I offer these O’Farrell inspired musings not to substantiate her particular take on Shakespeare (and Agnes), but to acknowledge that they fit into a tapestry of mystery that surrounds the transition that Shakespeare marked, the transition that the Renaissance promoted in the arts more broadly of taking the individual as an article of study – to know more about what it means, in its particulars, to be an individual human; and to value that perspective. 

I remain an Oxfordian, but I am appreciative of the ways in which O’Farrell clarifies that Shakespeare’s voice can be better understood by wrestling with the ways that it is influenced by his feminine identity – the self that I am viewing O’Farrell as having embodied and split off from him in the person of Agnes. 

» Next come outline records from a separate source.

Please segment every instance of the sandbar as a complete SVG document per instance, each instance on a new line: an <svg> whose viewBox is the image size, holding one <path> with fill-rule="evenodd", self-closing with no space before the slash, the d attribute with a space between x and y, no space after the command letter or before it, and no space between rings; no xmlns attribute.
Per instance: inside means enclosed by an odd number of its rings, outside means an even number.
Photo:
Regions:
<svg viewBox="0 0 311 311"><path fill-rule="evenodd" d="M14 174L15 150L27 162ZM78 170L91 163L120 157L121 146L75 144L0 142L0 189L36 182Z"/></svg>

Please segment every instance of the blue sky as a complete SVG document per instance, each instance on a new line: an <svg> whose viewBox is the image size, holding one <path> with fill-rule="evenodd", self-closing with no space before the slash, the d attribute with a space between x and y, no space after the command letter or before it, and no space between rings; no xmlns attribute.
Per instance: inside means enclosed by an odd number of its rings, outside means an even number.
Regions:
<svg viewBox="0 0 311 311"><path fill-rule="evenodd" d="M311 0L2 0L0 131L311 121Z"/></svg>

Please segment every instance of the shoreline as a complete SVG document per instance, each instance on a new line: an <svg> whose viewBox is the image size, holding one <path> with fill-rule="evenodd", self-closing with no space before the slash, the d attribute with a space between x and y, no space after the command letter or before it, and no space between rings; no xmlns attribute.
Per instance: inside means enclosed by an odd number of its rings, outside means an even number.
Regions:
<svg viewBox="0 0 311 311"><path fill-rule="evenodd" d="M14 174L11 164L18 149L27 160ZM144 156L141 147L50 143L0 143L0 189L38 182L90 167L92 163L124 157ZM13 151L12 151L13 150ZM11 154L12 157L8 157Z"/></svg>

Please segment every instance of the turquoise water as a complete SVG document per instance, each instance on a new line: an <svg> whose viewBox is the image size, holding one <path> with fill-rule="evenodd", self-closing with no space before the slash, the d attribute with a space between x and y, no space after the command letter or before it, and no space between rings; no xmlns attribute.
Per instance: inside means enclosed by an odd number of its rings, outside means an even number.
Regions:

O’Farrell portrays the young Shakespeare as ignorant, even stupid about plants.  Who taught him?  Did a woman?  A witch?  Is his appreciation for the subtleties of the human condition informed by the desires of women, not just of men?  Was he, as a passive observer of the human condition, twinning with a woman?  With his own feminine perspective?  Isn’t the world of hearth and home, the world of deeply felt connection, the world of women?  How did women shape the mind of the man who allowed humans to think so differently about themselves?  This book offers interesting and arresting ideas about this while telling a poignant and evocative tale that would stand well on its own.